Traveling street art exhibition Beyond the Streets has found a permanent home in Los Angeles, California — with a companion space to further its mission of supporting artists working in nontraditional spaces.
Control Gallery, located next door to the new Beyond the Streets flagship, is a collaboration between Sky Gellatly of creative agency Icnclst and Beyond the Streets founder Roger Gastman. The pair connected through the artist Eric Haze more than five years ago and discovered a synergy in their approaches to working with and supporting artists in the graffiti and street art space. At the end of last year, fueled by the desire to operate in both Los Angeles and New York, they began discussing the idea of a permanent gallery space.
The gallery’s inaugural exhibition, “Post Graffiti,” celebrates the movement of graffiti and street artists into traditional gallery spaces. “Post Graffiti is a term that came up in the early ’80s with New York City artists coming off the subway trains and going into the gallery,” Gastman says.
Gallerist Sidney Janis presented the first “Post Graffiti” exhibition in 1983, which featured artists including Futura, Lady Pink, Kenny Scharf and Crash — who are all included in the inaugural Control Gallery exhibition. The show speaks to that legacy with the inclusion of an archival piece by Crash and new collaborative painting by Scharf and Futura, while highlighting innovation alongside younger artists like Ozzie Juarez and Othelo Gervacio. Works by Eric Haze, Katsu, Maya Hayuk, Todd James and Timothy Curtis are also on view.
“The exhibition is connecting multiple generations,” Gellatly says. “It provides the vehicle for a literal connection of the new generation with the artists that are undeniably huge inspirations to them.”
“Some of the younger artists in the show weren’t even born when that  show happened,” Gastman adds.
The gallery’s name speaks to both men’s desire to create new opportunities for artists working within (or inspired by) graffiti and street art. “And rather than controlling artists, provide a platform where we can give them the power, control and authority over what they want to present,” Gellatly says.

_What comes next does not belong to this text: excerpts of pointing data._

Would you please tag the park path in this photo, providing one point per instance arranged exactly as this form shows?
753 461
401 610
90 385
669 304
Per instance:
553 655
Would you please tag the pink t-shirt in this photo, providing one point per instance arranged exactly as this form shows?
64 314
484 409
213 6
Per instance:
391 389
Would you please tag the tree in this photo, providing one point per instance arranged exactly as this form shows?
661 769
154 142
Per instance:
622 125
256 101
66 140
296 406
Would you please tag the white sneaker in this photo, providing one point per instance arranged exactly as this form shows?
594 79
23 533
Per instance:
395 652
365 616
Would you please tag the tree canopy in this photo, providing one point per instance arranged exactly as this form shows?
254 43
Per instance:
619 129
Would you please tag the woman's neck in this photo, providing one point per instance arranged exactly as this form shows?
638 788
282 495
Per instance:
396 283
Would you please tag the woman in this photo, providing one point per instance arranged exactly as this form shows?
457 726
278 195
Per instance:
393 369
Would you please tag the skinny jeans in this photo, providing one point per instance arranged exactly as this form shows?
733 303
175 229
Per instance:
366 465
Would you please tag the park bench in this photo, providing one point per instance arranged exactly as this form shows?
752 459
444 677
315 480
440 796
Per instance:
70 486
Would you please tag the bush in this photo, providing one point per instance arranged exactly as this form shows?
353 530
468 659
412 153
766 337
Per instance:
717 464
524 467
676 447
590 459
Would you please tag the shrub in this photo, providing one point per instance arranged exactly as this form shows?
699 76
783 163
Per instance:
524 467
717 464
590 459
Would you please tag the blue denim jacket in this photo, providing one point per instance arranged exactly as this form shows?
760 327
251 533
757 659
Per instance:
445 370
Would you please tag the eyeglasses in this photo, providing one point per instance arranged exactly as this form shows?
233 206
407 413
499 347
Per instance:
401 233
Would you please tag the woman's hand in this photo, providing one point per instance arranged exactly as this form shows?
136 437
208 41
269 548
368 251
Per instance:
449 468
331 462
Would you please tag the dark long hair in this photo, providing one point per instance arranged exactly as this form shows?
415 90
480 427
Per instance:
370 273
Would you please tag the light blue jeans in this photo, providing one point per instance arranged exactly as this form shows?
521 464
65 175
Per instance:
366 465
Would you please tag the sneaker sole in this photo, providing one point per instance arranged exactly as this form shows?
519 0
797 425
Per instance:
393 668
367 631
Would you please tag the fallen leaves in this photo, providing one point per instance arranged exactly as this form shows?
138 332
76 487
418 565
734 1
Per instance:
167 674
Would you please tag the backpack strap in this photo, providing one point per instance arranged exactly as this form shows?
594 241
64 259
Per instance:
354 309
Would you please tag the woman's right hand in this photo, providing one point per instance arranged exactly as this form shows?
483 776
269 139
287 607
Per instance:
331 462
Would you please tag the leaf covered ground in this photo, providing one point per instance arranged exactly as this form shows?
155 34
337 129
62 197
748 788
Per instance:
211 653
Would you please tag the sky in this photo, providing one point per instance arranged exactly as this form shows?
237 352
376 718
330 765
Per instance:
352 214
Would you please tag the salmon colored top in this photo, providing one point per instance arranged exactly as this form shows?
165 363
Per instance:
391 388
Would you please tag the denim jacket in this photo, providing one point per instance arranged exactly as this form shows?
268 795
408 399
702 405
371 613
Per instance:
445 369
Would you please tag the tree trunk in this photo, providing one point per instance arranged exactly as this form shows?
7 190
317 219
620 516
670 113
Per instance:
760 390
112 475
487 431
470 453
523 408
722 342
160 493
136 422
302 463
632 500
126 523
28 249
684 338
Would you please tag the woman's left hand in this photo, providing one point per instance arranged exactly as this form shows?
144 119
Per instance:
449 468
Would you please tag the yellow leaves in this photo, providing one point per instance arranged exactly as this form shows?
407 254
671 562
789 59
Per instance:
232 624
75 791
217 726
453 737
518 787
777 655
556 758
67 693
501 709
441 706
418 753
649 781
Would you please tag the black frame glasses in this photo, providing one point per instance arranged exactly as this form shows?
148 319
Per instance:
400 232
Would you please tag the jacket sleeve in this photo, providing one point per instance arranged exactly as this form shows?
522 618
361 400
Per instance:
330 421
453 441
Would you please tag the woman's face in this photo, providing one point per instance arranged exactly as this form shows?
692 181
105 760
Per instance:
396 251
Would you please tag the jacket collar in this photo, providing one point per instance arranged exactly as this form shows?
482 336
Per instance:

The linkup between Gellatly and Gastman also establishes a larger platform for brands to connect with artists; both men have overseen collaborations with brands spanning from Louis Vuitton, Prada and Off-White to Nascar, Google, Microsoft and Sanrio. “We can be those matchmakers both on the creative and business side for brands who want to credibly integrate with artists,” Gellatly adds.
Beyond the Streets and Control Gallery span four storefronts and are located side-by-side on La Brea Avenue, with optionality for either concept to take over the other for larger exhibitions — Gastman describes the relationship between the spaces as “two friends giving each other a high five.” Control Gallery, open Wednesday through Saturday, will present six to eight exhibitions per year, with “robust” catalogues accompanying each show. It also launched a printed quarterly companion newspaper, Beyond Control.
Beyond the Streets started as a large-scale traveling museum-style exhibition and is using its Los Angeles flagship to further its mission of maintaining and sharing a historical archive of graffiti and street art. The space also features a gift shop with exclusive objects and prints, with a larger cut of sales going back to the artists.
“Education through entertainment has been an underlying internal mission,” Gastman says. “I can’t tell you how many people are no longer with us who through the years I’ve interviewed and gotten archives from. We wanna respect history and continue telling those stories, yet move forward,” he adds. “And treat the artists as they should be treated no matter their level.”